Schneier doesn't believe all people—or positions—are equal. At Biotec Idec, it's common for one vice-president to get double what the guy in the next office doing a similar job gets. "Twice as big a merit increase, twice as big a bonus, and twice as big an equity grant," says Schneier. Performance metrics at Biogen are so exacting that employees essentially must re-earn their standard of living every year.
In this new world, thicker paychecks come with training and development par excellence, more lunches with top leaders, and personal attention lavished on the A player's every whim. Where there are two classes of workers, even the office events can be different. The American Heart Assn., for example, has swankier events for über-achievers. Last year the Association took 13 of them to the World Business Forum in New York City.
How does one pay for rewards for top performers at a time when budgets are under siege? Beatty and Huselid say they have clients who are starting to stealthily freeze or cut pay for some so as to be able to reward others. "They are robbing Peter to pay Paul," Beatty says. "Look, there are an awful lot of long-term employees who are poor performers who have locked-in high salaries through cost-of-living increases."

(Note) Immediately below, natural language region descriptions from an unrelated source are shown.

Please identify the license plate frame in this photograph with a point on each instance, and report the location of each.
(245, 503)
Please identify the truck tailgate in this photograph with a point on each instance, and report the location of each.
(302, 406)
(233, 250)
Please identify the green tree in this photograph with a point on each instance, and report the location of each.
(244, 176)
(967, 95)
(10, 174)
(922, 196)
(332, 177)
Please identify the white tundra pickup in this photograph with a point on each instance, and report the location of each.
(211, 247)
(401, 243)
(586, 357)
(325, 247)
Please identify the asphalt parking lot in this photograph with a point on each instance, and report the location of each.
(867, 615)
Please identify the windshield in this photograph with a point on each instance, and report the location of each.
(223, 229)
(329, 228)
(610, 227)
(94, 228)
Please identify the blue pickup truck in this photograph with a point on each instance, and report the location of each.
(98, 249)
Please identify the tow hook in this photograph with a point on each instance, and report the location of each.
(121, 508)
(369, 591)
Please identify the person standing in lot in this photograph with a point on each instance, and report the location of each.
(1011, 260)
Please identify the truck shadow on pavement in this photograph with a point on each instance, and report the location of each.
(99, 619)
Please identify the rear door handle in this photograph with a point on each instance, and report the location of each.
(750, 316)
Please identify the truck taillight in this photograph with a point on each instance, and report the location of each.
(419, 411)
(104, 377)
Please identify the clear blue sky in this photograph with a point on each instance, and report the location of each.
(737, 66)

Companies are getting better at deploying their techno-brawn to monitor, measure, and analyze their workforces—from those who placed which call that landed what deal to those who are infamous for talking up their work only to underdeliver. These granular measures of performance are making it far easier to tailor rewards, doling out different deals to different employees. This will lead to a more Darwinian workplace.

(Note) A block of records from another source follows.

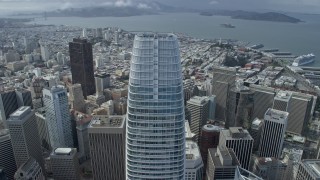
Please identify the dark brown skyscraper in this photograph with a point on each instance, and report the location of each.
(82, 65)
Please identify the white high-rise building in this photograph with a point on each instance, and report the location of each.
(273, 132)
(25, 136)
(55, 101)
(45, 55)
(155, 127)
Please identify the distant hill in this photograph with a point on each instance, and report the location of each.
(269, 16)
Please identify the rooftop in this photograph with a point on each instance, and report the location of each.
(20, 112)
(103, 121)
(236, 133)
(283, 95)
(210, 127)
(63, 151)
(197, 100)
(313, 165)
(276, 113)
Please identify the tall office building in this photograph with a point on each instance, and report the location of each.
(29, 170)
(223, 79)
(282, 101)
(269, 168)
(273, 133)
(24, 97)
(65, 164)
(58, 116)
(43, 130)
(76, 97)
(104, 80)
(199, 111)
(309, 169)
(7, 161)
(25, 137)
(155, 124)
(222, 163)
(209, 139)
(107, 147)
(8, 104)
(255, 132)
(300, 113)
(240, 141)
(262, 100)
(240, 107)
(82, 65)
(194, 164)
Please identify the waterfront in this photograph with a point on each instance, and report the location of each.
(299, 38)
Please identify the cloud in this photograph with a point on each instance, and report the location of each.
(213, 2)
(143, 6)
(123, 3)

Federal rules currently prohibit companies from sculpting benefits like health care, 401(k) matches, or maternity leaves to fit individuals. The regulations enforce one-size-fits-all and prevent a cafeteria-style approach. But experts believe the rules will get a performance-era update within five years. You can already hear HR luminaries like Microsoft's (MSFT) Lisa Brummel and IBM's (IBM) Randall MacDonald fantasize about it: customizing benefits and compensation to life stages, performance levels, and work styles. The day may not be far off when the childless Gen Yer will be able to pick more vacation over adoption benefits or the graying boomer will be able to opt out of tuition assistance in favor of better elder care. As MacDonald says: "Why can't I make my 401(k) performance-based?"